With the announcement by Attorney General Eric Holder of a criminal investigation of the IRS over the agency’s targeting of conservative Tea Party and other groups, a key question that has arisen is: What are the relevant federal criminal laws that might apply to the misconduct of IRS employees?
There are a number of provisions that are potentially applicable. It is important to keep in mind that the misconduct of IRS employees prevented numerous organizations from promptly obtaining the tax-exempt status to which they were entitled because they met the qualifications set out under the Internal Revenue Code—and some have still not received that clearance from the IRS.
The statutory provisions that may have been violated include:
26 U.S. Code § 7214: Offenses by officers and employees of the United States. This law applies to any officer or employee of the United States who “with intent to defeat the application of any provision of [the Internal Revenue Code] fails to perform any of the duties of his office or employment.” This is punishable by termination of his employment, a fine of not more than $250,000 (under the Alternative Fines Act, 18 U.S.C. § 3571), and imprisonment of not more than five years.
18 U.S. Code § 241: Conspiracy against rights. Section 241 makes it unlawful for two or more persons to “conspire to injure, oppress, threaten, or intimidate any person in…the free exercise or enjoyment of any right or privilege secured to him by the Constitution or laws of the United States.” Violations are punishable by imprisonment for up to 10 years and a $250,000 fine.
18 U.S. Code § 242: Deprivation of rights under color of law. Section 242, enacted as a post–Civil War statute, makes it unlawful for anyone acting under color of law, statute, ordinance, regulation, or custom to willfully deprive a person of any rights, privileges, or immunities secured or protected by the Constitution or laws of the United States. Violations are misdemeanors punishable by up to one year in prison and a $100,000 fine.
18 U.S. Code § 1001: Statements or entries generally. In his testimony before the House Judiciary Committee on May 15, Holder mentioned prosecutions for possible false statements. He was referring to Section 1001, which makes it a crime for anyone to make “any materially false, fictitious, or fraudulent statement or representation” on any matter within the jurisdiction of the executive, legislative, or judicial branches. So for example, if an IRS agent who engaged in targeting made a false statement about it to his supervisor, to someone else at the IRS, or to the inspector general—or later makes a false statement to the FBI agents and federal prosecutors who will now be interviewing IRS employees—he or she could be found guilty of violating this law. Additionally, former IRS Commissioner Douglas Shulman testified (but not under oath, so the perjury statute would not be applicable) in March 2012 before the House Appropriations Committee, where he supposedly denied that the IRS targeted conservative groups. If this was an intentional falsehood, he too could face criminal liability under this section. The potential penalty for violating this provision is five years’ imprisonment and a $250,000 fine.

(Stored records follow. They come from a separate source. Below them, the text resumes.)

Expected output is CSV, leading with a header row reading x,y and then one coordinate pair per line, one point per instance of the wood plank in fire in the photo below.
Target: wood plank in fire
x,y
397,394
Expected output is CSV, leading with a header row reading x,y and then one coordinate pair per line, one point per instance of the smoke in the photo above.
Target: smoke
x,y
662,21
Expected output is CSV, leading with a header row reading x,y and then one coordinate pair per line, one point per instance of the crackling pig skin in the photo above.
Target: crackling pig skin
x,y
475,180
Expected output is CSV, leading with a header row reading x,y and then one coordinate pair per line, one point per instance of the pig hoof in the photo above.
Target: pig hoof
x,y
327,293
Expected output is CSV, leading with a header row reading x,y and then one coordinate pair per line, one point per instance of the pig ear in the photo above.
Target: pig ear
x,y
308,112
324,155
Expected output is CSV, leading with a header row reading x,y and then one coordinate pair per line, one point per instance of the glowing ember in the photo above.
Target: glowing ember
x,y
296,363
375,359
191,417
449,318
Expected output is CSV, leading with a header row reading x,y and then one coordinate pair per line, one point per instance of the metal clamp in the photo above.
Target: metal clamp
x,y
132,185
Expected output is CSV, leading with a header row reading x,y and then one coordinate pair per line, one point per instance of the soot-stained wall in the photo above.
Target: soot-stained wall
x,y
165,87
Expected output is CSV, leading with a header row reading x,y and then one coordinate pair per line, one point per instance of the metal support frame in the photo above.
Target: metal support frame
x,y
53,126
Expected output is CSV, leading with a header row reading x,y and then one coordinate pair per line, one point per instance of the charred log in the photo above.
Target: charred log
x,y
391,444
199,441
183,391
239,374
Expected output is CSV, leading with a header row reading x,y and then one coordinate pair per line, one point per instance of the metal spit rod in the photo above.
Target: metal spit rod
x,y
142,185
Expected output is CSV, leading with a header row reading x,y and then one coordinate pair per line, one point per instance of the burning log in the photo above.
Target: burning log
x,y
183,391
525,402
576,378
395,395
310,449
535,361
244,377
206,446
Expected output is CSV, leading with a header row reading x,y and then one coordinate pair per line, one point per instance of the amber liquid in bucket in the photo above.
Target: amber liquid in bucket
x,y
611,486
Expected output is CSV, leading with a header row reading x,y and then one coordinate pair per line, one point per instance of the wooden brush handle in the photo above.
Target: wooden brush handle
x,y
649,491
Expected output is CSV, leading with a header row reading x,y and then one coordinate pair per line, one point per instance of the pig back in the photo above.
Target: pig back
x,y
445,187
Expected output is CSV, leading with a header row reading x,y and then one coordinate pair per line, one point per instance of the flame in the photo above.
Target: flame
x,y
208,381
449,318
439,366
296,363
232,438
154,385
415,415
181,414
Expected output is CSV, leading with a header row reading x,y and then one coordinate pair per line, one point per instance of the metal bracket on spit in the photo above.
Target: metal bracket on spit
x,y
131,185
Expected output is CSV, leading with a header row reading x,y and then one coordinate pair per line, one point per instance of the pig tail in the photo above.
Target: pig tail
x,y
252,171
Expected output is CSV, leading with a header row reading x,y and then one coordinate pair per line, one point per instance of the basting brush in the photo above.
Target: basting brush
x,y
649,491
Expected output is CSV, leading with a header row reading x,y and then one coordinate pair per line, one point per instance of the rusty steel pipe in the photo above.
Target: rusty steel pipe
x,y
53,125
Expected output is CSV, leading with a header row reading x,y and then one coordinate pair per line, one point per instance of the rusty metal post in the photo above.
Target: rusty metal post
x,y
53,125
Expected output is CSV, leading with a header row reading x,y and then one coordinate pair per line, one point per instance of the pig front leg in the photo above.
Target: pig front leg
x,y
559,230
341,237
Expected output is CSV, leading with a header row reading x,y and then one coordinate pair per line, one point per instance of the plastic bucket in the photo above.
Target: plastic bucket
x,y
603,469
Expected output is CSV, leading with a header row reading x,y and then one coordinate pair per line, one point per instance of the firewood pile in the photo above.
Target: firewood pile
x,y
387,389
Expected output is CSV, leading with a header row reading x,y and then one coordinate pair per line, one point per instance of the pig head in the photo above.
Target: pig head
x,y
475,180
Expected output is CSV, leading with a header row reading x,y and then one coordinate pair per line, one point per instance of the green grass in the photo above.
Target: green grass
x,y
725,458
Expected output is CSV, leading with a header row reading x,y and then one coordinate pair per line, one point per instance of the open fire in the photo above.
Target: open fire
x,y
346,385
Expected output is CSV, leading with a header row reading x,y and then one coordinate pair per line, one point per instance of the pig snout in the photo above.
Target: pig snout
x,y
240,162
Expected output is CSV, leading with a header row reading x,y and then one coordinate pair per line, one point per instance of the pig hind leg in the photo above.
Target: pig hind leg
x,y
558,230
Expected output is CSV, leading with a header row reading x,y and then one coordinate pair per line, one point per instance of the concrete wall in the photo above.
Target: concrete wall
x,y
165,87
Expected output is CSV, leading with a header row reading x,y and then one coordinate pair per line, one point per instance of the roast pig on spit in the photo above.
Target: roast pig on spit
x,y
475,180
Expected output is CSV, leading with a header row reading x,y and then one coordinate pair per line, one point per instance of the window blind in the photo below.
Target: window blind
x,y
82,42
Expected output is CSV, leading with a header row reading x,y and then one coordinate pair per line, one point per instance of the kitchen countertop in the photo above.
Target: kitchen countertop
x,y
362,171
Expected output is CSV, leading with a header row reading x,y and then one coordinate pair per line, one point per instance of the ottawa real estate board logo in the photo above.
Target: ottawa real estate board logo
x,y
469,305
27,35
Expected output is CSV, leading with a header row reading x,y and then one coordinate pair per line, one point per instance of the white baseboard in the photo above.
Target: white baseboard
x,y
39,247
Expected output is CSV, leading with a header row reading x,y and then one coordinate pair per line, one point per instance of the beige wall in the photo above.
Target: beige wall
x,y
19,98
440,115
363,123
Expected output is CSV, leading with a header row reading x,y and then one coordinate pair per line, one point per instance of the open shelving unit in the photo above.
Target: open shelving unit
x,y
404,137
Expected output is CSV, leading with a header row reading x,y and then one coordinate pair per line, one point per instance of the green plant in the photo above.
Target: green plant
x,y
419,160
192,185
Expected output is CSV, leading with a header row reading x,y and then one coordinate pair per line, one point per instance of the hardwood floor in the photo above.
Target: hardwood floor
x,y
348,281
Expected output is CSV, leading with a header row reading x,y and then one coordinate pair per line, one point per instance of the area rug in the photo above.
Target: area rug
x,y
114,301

There is no information in the report released by the Inspector General for Tax Administration at the Treasury Department that anyone in the White House had any knowledge of what the IRS was doing. But if such a connection were discovered during the Justice Department’s investigation, then 26 U.S.C. § 7217—which prohibits the President, the Vice President, or any of their employees (as well as cabinet secretaries) from “directly or indirectly” requesting that the IRS “conduct or terminate an audit or other investigation of any particular taxpayer”—could come into play. Violations of this provision are punishable by imprisonment for up to five years and a potential fine of $250,000.